Quickly reviewing the latest SQL Programming Guide
<https://github.com/apache/spark/blob/master/docs/sql-programming-guide.md>
(in github) I had a couple of quick questions:
1) Do we need to instantiate the SparkContext as per
// sc is an existing SparkContext.
val sqlContext = new org.apache.spark.sql.SQLContext(sc)

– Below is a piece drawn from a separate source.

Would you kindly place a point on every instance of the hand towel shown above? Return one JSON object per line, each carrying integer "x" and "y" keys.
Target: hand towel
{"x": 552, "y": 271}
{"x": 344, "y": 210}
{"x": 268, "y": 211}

Within Spark 1.3 the sqlContext is already available so probably do not
need to make this call.
2) Importing org.apache.spark.sql._ should bring in both SQL data types,
struct types, and row
// Import Spark SQL data types and Row.
import org.apache.spark.sql._
Currently with Spark 1.3 RC1, it appears org.apache.spark.sql._ only brings
in row.
scala> import org.apache.spark.sql._
import org.apache.spark.sql._
scala> val schema =
| StructType(
| schemaString.split(" ").map(fieldName => StructField(fieldName,
StringType, true)))
<console>:25: error: not found: value StructType
StructType(
But if I also import in org.apache.spark.sql.types_
scala> import org.apache.spark.sql.types._
import org.apache.spark.sql.types._
scala> val schema =
| StructType(
| schemaString.split(" ").map(fieldName => StructField(fieldName,
StringType, true)))
schema: org.apache.spark.sql.types.StructType =
StructType(StructField(DeviceMake,StringType,true),
StructField(Country,StringType,true))
Wondering if this is by design or perhaps a quick documentation / package
update is warranted.